Describing as it ‘a serious enemy’ to corporate’s data, BitDefender said in a statement that Trojan.Spy.YEK sniffs for critical data and archives that may hold private information and sends them to the attacker, according to PC World.
BitDefender Malware researchers Doina Cosovan and Octavian Minea were quoted by PC World as saying that a spying malware in the local network of a company means danger and unfortunately the number of such threats is constantly increasing.
"With an encrypted dll in its overlay, this Trojan is easily saved in windowssystem32netconf32.dll and once injected in explorer.exe nothing can stop it from connecting (whenever necessary) to a couple of meeting spots with the attacker," the researchers said.
The new Trojan features Backdoor Spyware where the backdoor component enables it register itself as a service so as to receive and follow instructions from a command and control center, while the spyware component sends away data about files, operating system.
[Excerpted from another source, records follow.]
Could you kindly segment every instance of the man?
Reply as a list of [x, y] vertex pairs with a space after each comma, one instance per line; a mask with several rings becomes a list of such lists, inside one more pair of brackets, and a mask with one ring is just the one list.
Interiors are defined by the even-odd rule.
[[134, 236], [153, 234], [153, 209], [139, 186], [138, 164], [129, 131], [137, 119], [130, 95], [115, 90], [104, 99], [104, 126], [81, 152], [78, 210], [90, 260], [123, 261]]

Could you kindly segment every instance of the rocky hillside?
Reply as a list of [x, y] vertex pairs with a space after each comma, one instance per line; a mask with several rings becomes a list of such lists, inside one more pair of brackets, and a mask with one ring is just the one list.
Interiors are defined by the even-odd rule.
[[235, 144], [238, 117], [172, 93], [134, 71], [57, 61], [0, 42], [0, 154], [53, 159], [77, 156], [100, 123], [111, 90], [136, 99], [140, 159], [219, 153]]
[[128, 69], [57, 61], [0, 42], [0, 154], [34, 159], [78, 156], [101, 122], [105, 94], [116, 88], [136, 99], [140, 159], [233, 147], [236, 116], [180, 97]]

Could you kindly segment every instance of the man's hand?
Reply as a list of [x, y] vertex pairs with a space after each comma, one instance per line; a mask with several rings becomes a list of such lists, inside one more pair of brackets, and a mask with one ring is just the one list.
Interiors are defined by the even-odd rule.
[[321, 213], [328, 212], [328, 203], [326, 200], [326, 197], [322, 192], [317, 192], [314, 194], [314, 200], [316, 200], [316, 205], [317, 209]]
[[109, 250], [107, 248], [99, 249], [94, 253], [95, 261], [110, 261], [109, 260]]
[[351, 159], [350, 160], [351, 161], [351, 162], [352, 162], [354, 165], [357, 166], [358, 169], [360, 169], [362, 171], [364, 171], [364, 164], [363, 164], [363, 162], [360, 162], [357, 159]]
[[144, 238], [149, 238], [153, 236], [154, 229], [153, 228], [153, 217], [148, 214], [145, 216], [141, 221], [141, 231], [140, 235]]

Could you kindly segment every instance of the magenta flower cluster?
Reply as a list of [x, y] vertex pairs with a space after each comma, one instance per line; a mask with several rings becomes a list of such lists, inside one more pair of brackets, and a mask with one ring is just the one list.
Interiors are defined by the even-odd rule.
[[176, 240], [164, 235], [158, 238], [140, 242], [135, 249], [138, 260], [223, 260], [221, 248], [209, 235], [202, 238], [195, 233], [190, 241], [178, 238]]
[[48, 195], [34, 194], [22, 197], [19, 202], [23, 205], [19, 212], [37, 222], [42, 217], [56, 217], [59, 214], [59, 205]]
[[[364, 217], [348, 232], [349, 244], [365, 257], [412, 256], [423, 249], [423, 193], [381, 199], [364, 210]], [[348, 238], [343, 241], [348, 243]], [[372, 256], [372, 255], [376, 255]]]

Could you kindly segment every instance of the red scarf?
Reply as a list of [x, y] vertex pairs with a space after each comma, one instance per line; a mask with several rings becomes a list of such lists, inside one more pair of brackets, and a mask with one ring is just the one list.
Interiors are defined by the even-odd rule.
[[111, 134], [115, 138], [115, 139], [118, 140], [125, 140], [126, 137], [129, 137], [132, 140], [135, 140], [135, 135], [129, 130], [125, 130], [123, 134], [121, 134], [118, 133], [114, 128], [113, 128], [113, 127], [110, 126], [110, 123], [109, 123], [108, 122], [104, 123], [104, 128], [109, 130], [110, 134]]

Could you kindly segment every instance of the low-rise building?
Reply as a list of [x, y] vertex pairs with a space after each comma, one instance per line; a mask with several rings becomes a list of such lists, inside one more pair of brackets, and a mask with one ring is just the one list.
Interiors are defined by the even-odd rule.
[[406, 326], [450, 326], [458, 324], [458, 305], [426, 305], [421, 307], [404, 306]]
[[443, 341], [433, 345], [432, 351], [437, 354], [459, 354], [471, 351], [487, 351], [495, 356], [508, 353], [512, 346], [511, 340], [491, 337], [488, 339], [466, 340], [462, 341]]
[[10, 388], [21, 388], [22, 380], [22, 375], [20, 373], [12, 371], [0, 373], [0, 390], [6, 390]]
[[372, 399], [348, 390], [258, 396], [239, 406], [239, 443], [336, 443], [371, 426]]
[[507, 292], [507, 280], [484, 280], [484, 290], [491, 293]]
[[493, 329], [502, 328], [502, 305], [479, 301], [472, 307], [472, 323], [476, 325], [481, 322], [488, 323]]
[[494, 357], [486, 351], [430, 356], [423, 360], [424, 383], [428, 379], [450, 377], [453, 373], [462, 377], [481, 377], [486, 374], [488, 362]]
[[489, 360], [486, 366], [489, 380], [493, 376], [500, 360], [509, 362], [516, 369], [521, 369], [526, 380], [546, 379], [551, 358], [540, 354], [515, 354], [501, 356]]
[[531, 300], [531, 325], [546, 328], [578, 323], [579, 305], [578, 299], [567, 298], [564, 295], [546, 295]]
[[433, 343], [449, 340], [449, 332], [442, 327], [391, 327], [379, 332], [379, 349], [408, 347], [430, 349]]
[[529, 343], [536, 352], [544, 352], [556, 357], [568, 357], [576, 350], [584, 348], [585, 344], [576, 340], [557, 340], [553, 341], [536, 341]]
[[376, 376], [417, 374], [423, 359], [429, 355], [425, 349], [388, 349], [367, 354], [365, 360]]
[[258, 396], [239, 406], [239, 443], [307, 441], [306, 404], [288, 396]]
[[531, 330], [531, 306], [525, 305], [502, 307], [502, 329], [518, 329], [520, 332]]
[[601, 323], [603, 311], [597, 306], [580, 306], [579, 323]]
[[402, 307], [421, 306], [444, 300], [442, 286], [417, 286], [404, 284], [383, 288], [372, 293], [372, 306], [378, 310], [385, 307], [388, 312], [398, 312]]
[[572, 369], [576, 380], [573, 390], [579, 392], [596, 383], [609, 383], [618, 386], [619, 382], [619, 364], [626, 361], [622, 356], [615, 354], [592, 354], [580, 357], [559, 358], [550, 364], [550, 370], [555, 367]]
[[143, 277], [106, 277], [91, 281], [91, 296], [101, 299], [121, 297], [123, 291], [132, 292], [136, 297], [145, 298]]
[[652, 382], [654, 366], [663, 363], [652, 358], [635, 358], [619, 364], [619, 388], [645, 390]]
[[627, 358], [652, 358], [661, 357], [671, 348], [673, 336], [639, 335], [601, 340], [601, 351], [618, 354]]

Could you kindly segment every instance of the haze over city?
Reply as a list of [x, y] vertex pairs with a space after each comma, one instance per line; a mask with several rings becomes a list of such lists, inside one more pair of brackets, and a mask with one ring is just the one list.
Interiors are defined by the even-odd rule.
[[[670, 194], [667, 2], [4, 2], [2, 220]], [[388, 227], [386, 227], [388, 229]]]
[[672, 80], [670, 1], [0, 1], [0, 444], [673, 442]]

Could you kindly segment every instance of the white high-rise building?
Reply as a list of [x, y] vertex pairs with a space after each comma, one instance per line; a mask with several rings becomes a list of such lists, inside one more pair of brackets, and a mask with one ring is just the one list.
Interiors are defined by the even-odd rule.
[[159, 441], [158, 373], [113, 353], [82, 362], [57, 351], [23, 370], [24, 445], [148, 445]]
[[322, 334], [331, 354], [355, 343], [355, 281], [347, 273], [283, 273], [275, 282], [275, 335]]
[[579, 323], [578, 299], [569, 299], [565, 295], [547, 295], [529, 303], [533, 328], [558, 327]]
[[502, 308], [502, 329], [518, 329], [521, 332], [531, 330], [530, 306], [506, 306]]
Trojan.Spy.YEK is capable of sending the collected files using a GET request and info regarding the operating system and computer, taking screenshots and sending the results, listing the processes on the system and finding files with a certain extension.
The researchers said that the new Trojan looks for data in archives, e-mails, address books, database and documents, and capable of running without problems on all versions of Windows from Win 95 to 7.